What indicator can be used to signal the end of and start of market trends? Well the Triple Exponential Moving Average (EMA) can!
When used correctly, this trend following device can be a vital trader tool to provide a foundation for you to build day trade and swing trading strategies. It helps with trend direction, entry signals, plus with in trade risk management, assisting with stop placement.
In this guide, we’re going to take a look at:
The Triple EMA is a technical analysis methodology that looks to identify price trends, eliminating the market “noise”. This allows you to ignore smaller, less relevant price fluctuations, concentrating on the primary trend in your time frame.
The Triple EMA uses three exponential moving averages, each one in turn calculated from the prior exponential moving average calculation, providing signals for trend direction, the end of trends and the start of new trends. We will look at the calculation in more details below.
The Triple EMA is to an extent a backward-looking indicator, in that it is based on historic prices. The use of the multiple calculations for the moving averages reduces the lag effect, so it does have solid forecasting potential.
As with any trend following method, the Triple EMA is less useful in a range trading, sideways environments. Therefore, a trend/ non-trend filter may be a requirement to using the Triple EMA.
Please note, the Triple EMA differs from the similar named Three EMA System, or Three EMA Crossover System. This looks at three separate exponential moving averages and derives trading signals from the crossovers of the three exponential moving averages.
The Triple EMA System is a trend following system, that can be used to make intraday, short- and intermediate-term trading decision, to enter long or short trades, dependent on bullish and bearish signals.
In this first example in the chart below (Figure 1), we're going to use a S&P 500 short trade entry as our example.
Figure 1: Daily S&P 500
In late February 2020 the price of the S&P 500 pushed below the 55-day Triple EMA, signalling an intermediate-term shift to bearish. A couple of days later, the direction of the Triple EMA turned negative too, with both these signals coming in the highlighted circle at (1). A bearish, short trade could have been entered on either of these signals, depending on the confidence of the individual treaders and the system being used. The stop loss placement would simply be just above the February record high.
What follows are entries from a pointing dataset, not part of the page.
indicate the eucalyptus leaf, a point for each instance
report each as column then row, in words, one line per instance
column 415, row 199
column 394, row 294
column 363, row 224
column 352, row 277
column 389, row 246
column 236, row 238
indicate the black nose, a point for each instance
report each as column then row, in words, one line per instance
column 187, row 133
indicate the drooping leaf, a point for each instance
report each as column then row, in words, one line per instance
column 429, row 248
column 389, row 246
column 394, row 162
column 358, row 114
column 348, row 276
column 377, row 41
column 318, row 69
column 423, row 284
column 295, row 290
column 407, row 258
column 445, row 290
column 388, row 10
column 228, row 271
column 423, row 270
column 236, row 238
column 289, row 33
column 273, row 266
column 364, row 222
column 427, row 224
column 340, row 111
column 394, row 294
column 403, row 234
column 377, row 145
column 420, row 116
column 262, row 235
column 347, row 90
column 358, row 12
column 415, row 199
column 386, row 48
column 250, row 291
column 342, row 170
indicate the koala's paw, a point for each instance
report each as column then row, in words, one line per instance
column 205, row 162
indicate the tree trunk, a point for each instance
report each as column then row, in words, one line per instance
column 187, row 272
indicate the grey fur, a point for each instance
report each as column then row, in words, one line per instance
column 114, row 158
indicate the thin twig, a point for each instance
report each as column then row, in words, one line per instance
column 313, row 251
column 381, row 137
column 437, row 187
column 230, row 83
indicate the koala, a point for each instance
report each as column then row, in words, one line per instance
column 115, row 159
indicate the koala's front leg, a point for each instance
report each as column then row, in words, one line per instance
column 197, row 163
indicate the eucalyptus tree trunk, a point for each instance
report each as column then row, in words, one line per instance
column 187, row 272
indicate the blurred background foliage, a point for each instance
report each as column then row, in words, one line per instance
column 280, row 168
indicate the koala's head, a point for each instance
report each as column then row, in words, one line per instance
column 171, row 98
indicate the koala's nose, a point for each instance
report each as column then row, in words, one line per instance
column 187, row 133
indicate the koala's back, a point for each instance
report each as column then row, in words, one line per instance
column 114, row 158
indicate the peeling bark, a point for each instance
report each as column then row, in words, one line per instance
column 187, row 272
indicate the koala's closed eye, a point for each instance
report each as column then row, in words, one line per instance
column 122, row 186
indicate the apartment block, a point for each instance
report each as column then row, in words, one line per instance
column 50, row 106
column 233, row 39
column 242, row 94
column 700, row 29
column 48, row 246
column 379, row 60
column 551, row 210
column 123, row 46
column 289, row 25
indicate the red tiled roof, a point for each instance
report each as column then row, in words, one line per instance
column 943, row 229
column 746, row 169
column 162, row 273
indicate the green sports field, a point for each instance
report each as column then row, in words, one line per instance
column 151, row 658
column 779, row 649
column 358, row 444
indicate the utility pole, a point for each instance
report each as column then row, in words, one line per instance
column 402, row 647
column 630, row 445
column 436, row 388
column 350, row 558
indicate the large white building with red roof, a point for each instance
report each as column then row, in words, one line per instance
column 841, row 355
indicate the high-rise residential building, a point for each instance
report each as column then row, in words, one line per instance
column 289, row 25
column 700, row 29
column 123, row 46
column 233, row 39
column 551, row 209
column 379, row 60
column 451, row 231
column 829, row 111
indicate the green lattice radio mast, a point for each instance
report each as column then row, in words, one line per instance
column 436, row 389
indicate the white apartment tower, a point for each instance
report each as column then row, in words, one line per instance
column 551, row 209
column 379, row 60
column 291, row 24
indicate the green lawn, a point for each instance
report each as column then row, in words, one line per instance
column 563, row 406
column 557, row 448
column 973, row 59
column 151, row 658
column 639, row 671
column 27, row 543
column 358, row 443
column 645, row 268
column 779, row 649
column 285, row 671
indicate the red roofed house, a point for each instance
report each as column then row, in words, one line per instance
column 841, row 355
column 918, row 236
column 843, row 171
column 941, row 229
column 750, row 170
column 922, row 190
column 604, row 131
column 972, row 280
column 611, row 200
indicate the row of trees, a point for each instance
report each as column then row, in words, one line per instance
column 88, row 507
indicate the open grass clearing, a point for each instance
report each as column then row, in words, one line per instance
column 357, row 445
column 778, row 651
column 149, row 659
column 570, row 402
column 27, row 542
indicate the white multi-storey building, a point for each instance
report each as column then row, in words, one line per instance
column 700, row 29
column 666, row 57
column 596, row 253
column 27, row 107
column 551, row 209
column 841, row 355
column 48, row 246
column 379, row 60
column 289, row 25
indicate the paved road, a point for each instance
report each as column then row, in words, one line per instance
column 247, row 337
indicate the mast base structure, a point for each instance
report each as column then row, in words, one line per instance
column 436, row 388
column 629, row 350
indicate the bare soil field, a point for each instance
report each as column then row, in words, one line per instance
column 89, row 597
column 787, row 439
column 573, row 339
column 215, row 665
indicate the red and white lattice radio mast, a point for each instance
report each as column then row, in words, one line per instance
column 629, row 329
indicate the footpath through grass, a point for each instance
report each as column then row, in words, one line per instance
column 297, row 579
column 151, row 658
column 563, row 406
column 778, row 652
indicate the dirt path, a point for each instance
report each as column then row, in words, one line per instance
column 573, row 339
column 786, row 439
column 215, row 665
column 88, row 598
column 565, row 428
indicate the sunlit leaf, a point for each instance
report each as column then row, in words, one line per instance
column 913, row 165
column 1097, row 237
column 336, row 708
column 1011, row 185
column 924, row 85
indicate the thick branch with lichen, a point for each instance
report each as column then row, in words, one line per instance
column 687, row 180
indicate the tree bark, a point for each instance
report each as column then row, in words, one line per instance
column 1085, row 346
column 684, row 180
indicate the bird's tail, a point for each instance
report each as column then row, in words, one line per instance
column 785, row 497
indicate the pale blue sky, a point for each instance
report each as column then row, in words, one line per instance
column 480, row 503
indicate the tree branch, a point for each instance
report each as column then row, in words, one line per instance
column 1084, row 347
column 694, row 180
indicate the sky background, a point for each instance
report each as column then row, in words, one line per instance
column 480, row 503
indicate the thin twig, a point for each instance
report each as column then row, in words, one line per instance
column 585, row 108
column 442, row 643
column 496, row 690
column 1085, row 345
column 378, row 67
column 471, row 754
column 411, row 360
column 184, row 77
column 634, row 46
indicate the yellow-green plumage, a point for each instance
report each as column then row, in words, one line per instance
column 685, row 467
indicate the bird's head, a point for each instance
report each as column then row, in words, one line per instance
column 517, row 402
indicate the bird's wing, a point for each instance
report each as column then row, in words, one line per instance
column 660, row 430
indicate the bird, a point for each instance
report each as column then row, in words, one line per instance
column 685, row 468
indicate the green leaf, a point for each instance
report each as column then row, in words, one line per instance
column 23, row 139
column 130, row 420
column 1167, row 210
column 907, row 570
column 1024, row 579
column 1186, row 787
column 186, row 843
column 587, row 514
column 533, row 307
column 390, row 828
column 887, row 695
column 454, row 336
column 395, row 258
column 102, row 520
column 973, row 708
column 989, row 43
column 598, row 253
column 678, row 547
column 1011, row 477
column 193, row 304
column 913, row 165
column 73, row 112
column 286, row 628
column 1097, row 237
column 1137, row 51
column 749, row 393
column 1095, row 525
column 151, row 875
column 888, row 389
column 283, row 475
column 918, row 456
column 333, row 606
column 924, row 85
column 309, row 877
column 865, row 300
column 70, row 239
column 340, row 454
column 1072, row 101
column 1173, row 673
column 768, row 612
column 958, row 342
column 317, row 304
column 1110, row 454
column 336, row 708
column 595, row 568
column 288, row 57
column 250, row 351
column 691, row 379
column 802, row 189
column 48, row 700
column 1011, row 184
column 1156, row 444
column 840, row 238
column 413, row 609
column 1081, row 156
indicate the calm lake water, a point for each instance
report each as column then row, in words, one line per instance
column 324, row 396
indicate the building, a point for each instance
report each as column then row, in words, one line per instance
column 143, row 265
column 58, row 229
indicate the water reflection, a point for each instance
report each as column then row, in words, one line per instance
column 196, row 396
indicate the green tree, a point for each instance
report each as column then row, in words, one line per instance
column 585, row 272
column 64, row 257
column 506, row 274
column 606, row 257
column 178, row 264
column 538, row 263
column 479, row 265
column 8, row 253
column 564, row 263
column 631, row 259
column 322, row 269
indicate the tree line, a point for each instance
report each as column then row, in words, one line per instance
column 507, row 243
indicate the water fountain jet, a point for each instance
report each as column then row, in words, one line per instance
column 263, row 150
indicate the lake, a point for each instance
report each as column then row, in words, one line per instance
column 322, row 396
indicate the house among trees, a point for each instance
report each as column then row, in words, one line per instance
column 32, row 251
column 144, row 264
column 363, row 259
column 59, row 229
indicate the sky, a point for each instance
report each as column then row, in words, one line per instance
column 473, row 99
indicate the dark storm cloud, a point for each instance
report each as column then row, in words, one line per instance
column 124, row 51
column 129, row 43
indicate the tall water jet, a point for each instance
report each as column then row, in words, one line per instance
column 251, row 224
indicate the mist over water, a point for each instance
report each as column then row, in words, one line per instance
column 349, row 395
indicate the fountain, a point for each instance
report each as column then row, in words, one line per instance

In the highlighted in the circle at (2), the trader may have exited the short position, as the price crossed (and closed back above) the 55-day Triple EMA. However, given the 55-day Triple EMA did NOT turn upwards to positive at this point, a more aggressive system would see the short position maintained.
Moreover, a more confident trader who had yet to enter a short position but was bearish, maybe have used the opportunity highlighted in the circle at (2) to enter short.
In this next example, we are again looking at the S&P 500 and are going to use the Triple EMA Strategy to manage risk, by using it to exit a trade, as a trailing stop loss.
Figure 2: Daily S&P 500
If already short, as in Example 1 above, a trader may use the Triple EMA Strategy to use the 55-day Triple EMA as a trailing stop. In Figure 2, if using the 55-day Triple EMA as a stop, in the highlighted circle at (1) a more cautious trader may have exited short exposure quickly as price gapped up above the 55-day Triple EMA. A more confident trader may have waited for the 55-day Triple EMA to also then turn higher, which would have seen in this case a worse exit point, highlighted circle at (2).
Here is the calculation for the Triple EMA (Exponential Moving Average)
Triple EMA = (3 x EMA1) – (3 x EMA2) + EMA3
EMA1 = Exponential Moving Average (with lookback n periods)
EMA2 = EMA (with lookback n periods) of EMA1
EMA3 = EMA (with lookback n periods) of EMA2
As highlighted in the examples above, the Triple EMA is a trend following system, which can be used in a number of ways.